Replicating Data to Support Multi-Region Applications

Posted on Wednesday, Dec 27, 2023

In the previous article, we covered multi-region scaling, its importance, and how you can use Pulumi stacks to represent multiple regions and environments. The big takeaway from that article is that scaling your application across multiple regions is an important architectural decision to enable scalability and availability, but it comes with its own set of considerations. One of these considerations is around the data that your application needs or uses. Data replication is typically necessary in multi-region architectures because if you have multiple application instances worldwide making calls to just one database instance, the latency of your application will be high. After all, it will take a long time for that database instance to perform data operations and send back a result to the user through the application. Some requests might have repeated timeouts. In this article, we will cover data replication in multi-region applications and how it plays a pivotal role in distributed systems.

Why is data replication important?

In almost every instance of using multi-region scaling with an application, data replication becomes imperative for a few different reasons:

Latency reduction: Replicating data closer to end users minimizes data access latency, providing a seamless and responsive user experience.
Availability: When data is distributed across different locations, applications may be able to remain available even when there are regional outages or disruptions. There are some architectural/design decisions around this that we’ll discuss in the next section, but generally speaking a globally distributed approach creates redundancy. This means that if one region experiences an outage, application users can still access data from alternative locations.
Load balancing: Data replication enables effective load balancing. To minimize overload on a single server or region, traffic can be distributed among numerous replicas, optimizing resource utilization and boosting overall system performance.

Data Replication and the CAP Theorem

Any discussion of data replication among multiple regions invariably needs to address the CAP theorem. In a nutshell, the CAP theorem (also known as Brewer’s theorem) states that a distributed data store can only provide two of three guarantees: consistency, availability, and partition tolerance. Generally, these three guarantees are defined in this way:

Consistency – all clients always have the same view of the data: Choosing strong consistency assures that all clients, regardless of their geographical location in the distributed system, see the same data. However, the pursuit of uniformity frequently results in increased latency, particularly when dealing with low bandwidth and/or high latency networks.
Availability – all clients can always read and write the data: Prioritizing high availability means that the system responds to client read and write requests even in the event of network partitions. Accepting eventual consistency and accepting some transient divergence among replicas may be required to achieve availability.
Partition Tolerance – the system will continue to work despite partitions: Partition tolerance is non-negotiable in cloud computing, when systems span numerous regions and components are distributed. It ensures that the system continues to function even in the face of physical partitions or network outages, but doing so will require strategic compromises in terms of consistency or availability.

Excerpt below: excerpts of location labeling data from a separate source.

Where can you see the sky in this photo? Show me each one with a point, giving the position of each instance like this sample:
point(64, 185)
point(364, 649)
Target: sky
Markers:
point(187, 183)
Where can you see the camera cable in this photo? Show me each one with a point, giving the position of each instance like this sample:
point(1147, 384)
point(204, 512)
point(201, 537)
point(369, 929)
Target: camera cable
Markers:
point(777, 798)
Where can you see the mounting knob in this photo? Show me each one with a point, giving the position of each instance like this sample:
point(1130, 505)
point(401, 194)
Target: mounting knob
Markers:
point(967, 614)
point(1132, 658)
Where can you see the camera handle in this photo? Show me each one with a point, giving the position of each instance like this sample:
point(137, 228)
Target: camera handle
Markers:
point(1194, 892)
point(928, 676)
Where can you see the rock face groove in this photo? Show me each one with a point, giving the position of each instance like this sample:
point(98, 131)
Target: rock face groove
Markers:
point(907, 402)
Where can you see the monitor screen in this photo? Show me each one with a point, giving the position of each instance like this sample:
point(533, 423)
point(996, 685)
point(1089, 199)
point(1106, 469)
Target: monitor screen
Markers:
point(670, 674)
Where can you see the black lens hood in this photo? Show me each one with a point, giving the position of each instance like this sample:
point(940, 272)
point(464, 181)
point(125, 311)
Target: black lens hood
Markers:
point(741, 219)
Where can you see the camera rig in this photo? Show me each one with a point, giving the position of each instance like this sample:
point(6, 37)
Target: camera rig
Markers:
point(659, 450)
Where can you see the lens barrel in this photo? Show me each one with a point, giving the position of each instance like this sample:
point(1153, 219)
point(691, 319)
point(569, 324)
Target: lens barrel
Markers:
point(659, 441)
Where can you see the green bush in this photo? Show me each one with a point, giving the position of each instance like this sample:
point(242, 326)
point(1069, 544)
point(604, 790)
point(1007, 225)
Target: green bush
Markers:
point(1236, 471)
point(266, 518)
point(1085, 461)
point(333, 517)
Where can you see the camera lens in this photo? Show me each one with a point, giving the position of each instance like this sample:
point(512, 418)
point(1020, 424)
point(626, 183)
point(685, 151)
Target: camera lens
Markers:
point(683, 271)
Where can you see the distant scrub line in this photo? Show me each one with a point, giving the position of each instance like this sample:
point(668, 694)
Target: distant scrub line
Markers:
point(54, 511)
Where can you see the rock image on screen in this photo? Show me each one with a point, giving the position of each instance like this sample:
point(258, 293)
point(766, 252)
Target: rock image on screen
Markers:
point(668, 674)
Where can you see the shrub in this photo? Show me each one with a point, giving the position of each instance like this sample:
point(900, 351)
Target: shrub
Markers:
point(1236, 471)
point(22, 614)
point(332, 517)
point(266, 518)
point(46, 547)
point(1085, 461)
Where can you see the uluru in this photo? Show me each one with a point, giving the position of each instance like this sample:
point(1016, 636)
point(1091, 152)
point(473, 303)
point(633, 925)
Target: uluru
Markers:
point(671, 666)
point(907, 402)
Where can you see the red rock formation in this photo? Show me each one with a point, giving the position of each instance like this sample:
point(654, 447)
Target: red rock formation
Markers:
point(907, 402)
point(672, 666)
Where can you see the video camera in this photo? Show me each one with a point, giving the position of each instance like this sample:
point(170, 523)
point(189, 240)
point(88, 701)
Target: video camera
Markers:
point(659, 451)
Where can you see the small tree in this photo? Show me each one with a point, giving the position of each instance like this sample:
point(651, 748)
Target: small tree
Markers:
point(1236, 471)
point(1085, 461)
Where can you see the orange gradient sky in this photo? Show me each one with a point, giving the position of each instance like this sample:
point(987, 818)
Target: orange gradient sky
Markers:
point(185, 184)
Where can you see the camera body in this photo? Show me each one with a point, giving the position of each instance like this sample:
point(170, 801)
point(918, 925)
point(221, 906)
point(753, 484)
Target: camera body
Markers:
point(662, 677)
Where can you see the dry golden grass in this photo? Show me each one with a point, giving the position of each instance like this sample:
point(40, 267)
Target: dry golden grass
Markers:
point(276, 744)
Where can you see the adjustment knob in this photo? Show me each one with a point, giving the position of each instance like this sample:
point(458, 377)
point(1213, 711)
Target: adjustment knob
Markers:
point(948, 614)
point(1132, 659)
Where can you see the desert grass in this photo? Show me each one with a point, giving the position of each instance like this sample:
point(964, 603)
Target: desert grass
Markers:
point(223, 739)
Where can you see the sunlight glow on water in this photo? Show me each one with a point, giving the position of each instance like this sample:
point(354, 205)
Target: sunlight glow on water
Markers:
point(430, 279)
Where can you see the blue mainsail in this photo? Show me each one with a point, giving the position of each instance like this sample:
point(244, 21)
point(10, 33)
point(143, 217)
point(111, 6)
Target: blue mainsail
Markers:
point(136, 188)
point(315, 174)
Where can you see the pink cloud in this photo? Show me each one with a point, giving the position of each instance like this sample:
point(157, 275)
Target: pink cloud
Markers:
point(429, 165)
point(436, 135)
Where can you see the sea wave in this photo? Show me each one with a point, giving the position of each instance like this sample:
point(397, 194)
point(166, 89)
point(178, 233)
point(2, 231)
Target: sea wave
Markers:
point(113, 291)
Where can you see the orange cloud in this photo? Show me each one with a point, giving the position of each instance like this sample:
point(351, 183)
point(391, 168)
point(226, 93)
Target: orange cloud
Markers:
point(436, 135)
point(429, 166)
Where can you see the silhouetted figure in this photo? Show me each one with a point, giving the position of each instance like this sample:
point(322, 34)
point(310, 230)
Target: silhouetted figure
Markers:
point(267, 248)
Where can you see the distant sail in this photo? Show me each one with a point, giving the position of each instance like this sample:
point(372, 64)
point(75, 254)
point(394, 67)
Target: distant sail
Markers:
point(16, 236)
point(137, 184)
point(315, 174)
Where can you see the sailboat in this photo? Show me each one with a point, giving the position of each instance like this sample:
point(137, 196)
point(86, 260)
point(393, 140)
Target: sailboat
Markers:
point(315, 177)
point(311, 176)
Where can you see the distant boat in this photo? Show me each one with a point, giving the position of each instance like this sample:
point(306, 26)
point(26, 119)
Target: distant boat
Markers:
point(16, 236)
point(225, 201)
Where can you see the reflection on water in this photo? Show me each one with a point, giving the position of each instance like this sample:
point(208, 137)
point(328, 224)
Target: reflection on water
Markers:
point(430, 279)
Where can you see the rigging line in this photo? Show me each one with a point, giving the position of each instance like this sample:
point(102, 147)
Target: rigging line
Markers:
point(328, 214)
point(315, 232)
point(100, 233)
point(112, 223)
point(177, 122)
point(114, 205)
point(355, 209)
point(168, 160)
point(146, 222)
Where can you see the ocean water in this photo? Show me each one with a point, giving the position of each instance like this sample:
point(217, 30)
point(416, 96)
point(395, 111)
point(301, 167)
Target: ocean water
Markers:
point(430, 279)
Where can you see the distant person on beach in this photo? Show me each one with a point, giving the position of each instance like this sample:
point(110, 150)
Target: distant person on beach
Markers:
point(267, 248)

To reiterate, application and infrastructure architects have no choice but to tolerate network partitioning, as networks outside their control or influence—either the cloud provider’s network or the internet or both—typically fall in the replication path. Therefore, application and infrastructure architects have to choose the behavior of the data store when (not if) network partitioning occurs:

Does the data store cancel the operation, preserving consistency but affecting availability?
Does the data store proceed with the operation, prioritizing availability at the cost of consistency?

As mentioned earlier, though, more than just network partitioning comes into play here. Network bandwidth affects the balance between preserving consistency or optimizing for availability in the context of multi-region applications. Network configurations also come into play; what impact will a larger MTU (Maximum Transmission Unit) have on data replication? Decisions here are full of trade-offs. For example, prioritizing replication speed to ensure data consistency across regions may lead to increased latency, affecting the system’s ability to meet stringent availability requirements. An extension to the CAP theorem, known as PACELC, captures the trade-off between latency and consistency even when network partitions aren’t present.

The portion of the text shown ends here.